4. É certo que, como o Tribunal tem repetidamente afirmado, o recorrente pode
ser dispensado do ónus de invocar a inconstitucionalidade “durante o processo”
nos casos excepcionais e anómalos em que não tenha disposto processualmente
dessa possibilidade, sendo então admissível a arguição em momento subsequente –
maxime, no requerimento de interposição de recurso (cfr., a título de exemplo,
os Acórdãos n.º 62/85, n.º 90/85 e n.º 160/94, publicados, respectivamente, nos
Acórdãos do Tribunal Constitucional, vol. 5, págs. 497 e 663 e no Diário da
República, II Série, de 28 de Maio de 1994). Todavia, não é esse,
manifestamente, o caso dos autos.
Assim, e deixando de lado, por desnecessária, a questão de saber se o artigo 11º
do Código Penal foi efectivamente aplicado na decisão recorrida com o sentido
definido no requerimento de interposição de recurso, não se poderia considerar
relevante a alegação de inconstitucionalidade normativa constante do mesmo
requerimento.
5. Estão, pois, reunidas as condições para que se proceda à emissão da decisão
sumária prevista no nº 1 do artigo 78º-A da Lei nº 28/82.
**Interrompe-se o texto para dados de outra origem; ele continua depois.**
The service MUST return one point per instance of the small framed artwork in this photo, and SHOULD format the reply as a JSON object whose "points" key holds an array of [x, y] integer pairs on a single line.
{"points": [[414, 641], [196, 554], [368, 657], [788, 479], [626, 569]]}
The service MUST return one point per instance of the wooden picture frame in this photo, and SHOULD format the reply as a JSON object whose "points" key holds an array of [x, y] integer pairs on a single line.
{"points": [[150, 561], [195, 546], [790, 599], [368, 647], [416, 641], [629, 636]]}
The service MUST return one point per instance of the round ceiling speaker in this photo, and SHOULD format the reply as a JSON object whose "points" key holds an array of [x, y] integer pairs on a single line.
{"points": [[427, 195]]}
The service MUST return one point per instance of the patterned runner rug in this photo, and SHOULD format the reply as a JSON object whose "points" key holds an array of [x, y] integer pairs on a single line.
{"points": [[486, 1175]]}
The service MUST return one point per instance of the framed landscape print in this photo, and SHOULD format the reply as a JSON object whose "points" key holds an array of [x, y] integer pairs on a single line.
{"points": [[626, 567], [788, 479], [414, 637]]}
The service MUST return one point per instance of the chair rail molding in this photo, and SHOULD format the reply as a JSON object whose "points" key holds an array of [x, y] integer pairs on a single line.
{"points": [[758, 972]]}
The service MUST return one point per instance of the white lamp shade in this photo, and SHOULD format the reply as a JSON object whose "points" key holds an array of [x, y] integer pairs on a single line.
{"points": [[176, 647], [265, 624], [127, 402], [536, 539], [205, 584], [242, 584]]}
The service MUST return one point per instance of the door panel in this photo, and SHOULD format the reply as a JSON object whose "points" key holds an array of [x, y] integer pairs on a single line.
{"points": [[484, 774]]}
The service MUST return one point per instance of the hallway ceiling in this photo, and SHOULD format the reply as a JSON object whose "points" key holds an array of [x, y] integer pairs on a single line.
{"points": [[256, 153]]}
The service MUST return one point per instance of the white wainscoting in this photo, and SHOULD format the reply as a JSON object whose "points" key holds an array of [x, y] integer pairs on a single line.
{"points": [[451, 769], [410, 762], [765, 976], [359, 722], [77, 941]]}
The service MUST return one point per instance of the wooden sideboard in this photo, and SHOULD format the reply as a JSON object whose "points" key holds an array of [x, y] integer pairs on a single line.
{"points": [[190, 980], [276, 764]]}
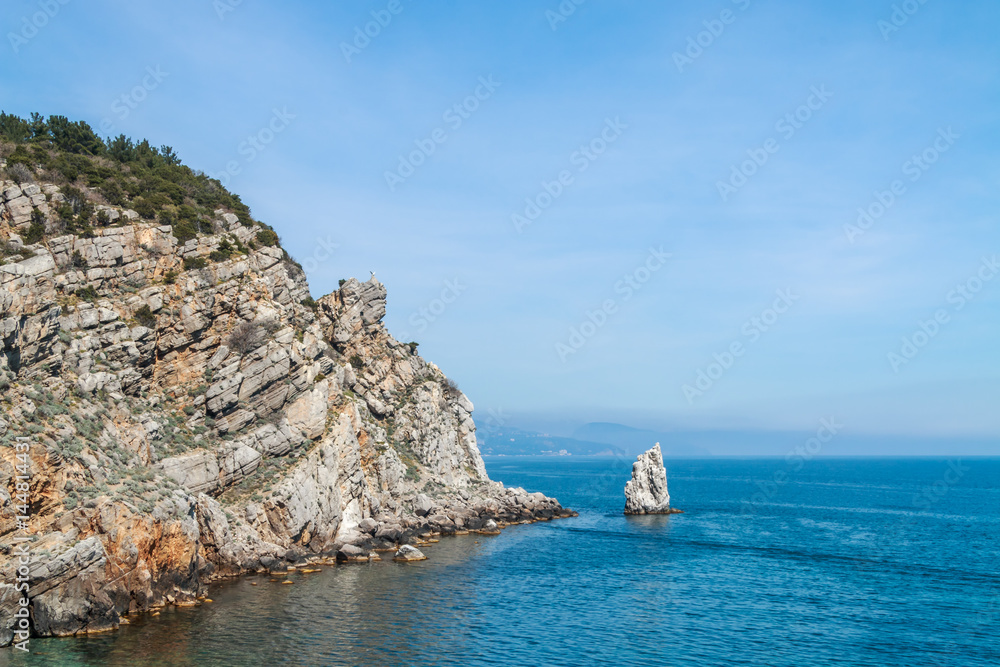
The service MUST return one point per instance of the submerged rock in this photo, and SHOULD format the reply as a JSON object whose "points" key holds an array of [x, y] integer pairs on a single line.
{"points": [[646, 492], [409, 553]]}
Nestes termos, decide-se não conhecer do objecto do recurso.
Sem custas (n.º 3 do artigo 10º da Lei Orgânica n.º 19/2003, de 20 de
Junho).»
2. Inconformado, o recorrente reclamou para a conferência, ao abrigo do disposto
no nº 3 do artigo 78º-A da Lei nº 28/82, pretendendo a revogação da decisão
sumária.
Em seu entender, a decisão reclamada assentou em duas razões para justificar o
não conhecimento do recurso: a 'alegadamente consistente na questão de
determinar se o artigo 11º do Código Penal foi efectivamente aplicado na decisão
recorrida', que a decisão 'entendeu (…) não apreciar (…), julgando-a
irrelevante', e a 'alegada falta (omissão) de invocação da inconstitucionalidade
durante o processo, em violação ao disposto no art. 70º, n.º 1, b)' da Lei nº
28/82.
Quanto à primeira razão, o reclamante observa que, 'apesar de julgada
desnecessária para efeitos de apreciação', não pode 'deixar de referir que (…)
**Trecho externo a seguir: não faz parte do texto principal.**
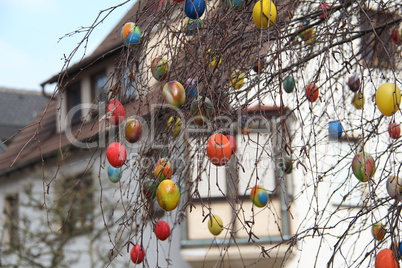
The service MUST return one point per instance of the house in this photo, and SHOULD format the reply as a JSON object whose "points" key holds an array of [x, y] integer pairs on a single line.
{"points": [[58, 162]]}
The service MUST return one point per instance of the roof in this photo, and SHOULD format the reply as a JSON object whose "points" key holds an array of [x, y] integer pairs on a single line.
{"points": [[18, 108]]}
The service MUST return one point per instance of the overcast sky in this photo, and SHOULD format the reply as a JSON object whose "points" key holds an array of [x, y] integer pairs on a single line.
{"points": [[30, 50]]}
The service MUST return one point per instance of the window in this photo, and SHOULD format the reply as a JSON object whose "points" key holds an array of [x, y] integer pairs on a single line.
{"points": [[74, 207], [377, 49], [10, 223], [74, 99], [98, 84]]}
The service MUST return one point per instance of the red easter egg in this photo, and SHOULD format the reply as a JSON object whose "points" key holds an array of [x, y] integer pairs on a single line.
{"points": [[162, 230], [232, 142], [115, 111], [219, 150], [386, 259], [137, 254], [116, 154], [312, 92], [394, 130]]}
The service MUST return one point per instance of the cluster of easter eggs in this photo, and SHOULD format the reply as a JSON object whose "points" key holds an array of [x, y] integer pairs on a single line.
{"points": [[130, 34]]}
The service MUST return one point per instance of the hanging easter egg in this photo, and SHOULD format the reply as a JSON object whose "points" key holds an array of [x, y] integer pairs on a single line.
{"points": [[358, 100], [201, 109], [237, 79], [174, 125], [334, 130], [215, 225], [235, 4], [114, 174], [396, 36], [191, 25], [213, 59], [288, 84], [163, 169], [168, 195], [159, 68], [132, 130], [307, 34], [232, 142], [219, 150], [324, 11], [194, 8], [354, 83], [116, 154], [131, 34], [378, 231], [386, 259], [162, 230], [394, 130], [363, 166], [388, 98], [312, 92], [264, 14], [190, 86], [115, 112], [259, 196], [245, 125], [149, 186], [174, 93], [394, 187], [137, 254]]}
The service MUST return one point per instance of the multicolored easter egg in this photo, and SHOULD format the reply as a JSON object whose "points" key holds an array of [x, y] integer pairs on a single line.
{"points": [[137, 254], [131, 34], [386, 259], [394, 187], [190, 86], [194, 9], [133, 130], [324, 11], [215, 224], [149, 186], [354, 83], [237, 79], [163, 169], [174, 125], [114, 174], [335, 130], [159, 68], [264, 14], [235, 4], [201, 109], [219, 149], [394, 131], [388, 98], [174, 93], [191, 25], [358, 100], [162, 230], [116, 154], [312, 92], [168, 195], [378, 231], [115, 112], [245, 125], [363, 166], [213, 59], [259, 196], [288, 84]]}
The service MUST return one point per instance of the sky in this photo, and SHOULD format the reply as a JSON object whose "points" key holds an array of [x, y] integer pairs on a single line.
{"points": [[30, 30]]}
referiu expressamente que a interpretação e aplicação – explícita e/ou implícita
– feita da norma do art. 11º do Código Penal é contrária às concretas normas
constitucionais que igualmente indicou, no n.º 3 do artigo 30º da CRP'; que 'a
interpretação dos Conselheiros do STJ, ao decidir culpar o PS, como pessoa
colectiva que é, de actos cometidos por terceiros, ainda que militantes do
partido, (…) viola claramente o princípio da intransmissibilidade das penas
criminais'; e conclui que 'é, pois, perfeitamente claro que o Recorrente
procedeu à enunciação da norma na dimensão normativa concretamente questionada,
resultando claro que a interpretação normativa do artigo 11º do CP foi
efectivamente aplicada na decisão recorrida, sendo que a decisão recorrida foi
proferida pelo STJ em primeiríssima instância e não, como parece resultar da
decisão aqui sob reclamação, da decisão da autoridade administrativa Comissão
Nacional de Eleições (…)'. Assim, impõe-se 'a conclusão de que o Recorrente (ora
reclamante) invocou uma interpretação normativa aplicada pelo STJ em decisão de
primeira instância, pelo que se não verifica a primeira irregularidade apontada
ao requerimento de interposição de recurso'.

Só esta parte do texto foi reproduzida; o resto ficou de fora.